General Analysis
===================

This is a series of notebooks used on my research of the literature review on the iterated prisoner's dilemma.

This section follows a circumstantial review of the prisoner's dilemma timeline
conducted by the authors. The section focuses on the analysis of the 
prisoner's dilemma timeline using a large dataset of prisoner's dilemma articles'
metadata.

Using various machine learning techniques the number and topics that have been
researched over the years within the field are discussed. Moreover, we 
explore the connections of the authors that have work on the game using
network theory.


Data collection
-----------------

Academic articles are accessible through scholarly databases and collections of
journals.
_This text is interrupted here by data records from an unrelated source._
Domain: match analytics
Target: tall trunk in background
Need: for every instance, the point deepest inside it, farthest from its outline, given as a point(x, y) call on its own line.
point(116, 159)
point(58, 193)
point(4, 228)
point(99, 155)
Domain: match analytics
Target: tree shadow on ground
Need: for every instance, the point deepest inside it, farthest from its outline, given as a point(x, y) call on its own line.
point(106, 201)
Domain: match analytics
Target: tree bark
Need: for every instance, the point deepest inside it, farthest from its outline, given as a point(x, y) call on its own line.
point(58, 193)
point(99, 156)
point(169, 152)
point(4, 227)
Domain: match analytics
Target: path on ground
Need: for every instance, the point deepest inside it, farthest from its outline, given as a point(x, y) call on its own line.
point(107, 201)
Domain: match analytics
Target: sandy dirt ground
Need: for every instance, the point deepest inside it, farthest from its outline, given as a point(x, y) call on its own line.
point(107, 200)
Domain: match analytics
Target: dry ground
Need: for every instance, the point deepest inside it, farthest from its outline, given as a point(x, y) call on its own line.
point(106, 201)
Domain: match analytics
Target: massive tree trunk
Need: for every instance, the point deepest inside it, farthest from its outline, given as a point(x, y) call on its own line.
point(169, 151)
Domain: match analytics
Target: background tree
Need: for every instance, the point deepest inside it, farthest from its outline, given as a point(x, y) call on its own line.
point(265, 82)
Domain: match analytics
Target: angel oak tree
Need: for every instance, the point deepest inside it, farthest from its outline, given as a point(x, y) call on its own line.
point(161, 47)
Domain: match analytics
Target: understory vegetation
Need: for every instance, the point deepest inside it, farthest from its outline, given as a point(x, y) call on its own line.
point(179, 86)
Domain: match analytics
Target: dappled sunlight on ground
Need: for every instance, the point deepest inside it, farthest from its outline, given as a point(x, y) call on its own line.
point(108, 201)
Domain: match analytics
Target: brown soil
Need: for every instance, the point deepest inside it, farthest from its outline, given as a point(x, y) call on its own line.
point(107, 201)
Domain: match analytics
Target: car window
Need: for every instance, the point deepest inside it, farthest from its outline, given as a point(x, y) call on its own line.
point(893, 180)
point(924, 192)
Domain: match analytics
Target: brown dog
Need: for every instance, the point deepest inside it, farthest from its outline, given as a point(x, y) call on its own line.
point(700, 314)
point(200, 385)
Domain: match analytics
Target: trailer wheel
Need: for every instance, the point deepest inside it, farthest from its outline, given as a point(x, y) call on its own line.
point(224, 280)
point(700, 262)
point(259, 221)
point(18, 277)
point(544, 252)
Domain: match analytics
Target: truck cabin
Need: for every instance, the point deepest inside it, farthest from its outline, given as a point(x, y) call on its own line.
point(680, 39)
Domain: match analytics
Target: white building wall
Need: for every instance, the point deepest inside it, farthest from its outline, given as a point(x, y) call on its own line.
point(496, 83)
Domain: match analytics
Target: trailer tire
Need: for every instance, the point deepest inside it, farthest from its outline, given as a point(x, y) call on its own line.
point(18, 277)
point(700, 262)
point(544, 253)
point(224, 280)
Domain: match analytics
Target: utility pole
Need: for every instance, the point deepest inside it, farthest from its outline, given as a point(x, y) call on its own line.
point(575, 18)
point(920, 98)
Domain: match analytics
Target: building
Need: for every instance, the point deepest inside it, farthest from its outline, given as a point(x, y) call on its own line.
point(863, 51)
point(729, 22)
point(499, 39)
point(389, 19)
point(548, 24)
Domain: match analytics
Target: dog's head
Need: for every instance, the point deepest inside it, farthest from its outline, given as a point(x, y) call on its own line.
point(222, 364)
Several databases and collections today offer access through an open 
Api. An Api is an application protocol interface that allows users to talk
directly the database, skipping the user interface side of a journal.
Interacting with the Api has two phases:


- requesting;
- receiving;


The requesting phase includes composing a url with the requesting message.
The head of the url includes the address of the Api and the tail the search 
argument, such as the word 'prisoner' to exists within the title. The address 
of the Api and the search arguments themselves differ from journal to journal, 
thus different journals can generate complete different requesting urls. 

The second phase of the receiving includes receiving a number of raw metadata of
articles that satisfied the request. The answer is commonly received in an xml
format but similarly the number of features and the syntax of the xml file 
differs from journal to journal.

Data collection is a crucial proceeder. We wanted to include a large number of
articles from various journal for the analysis to be objective. Moreover, we 
wanted the data to be collected within a short period of time. For these reasons
an open source library was developed for the purpose of this work. The library
is called Arcas and though the package it self will not be analysed here the 
source code can be found here, https://github.com/Nikoleta-v3/Arcas. 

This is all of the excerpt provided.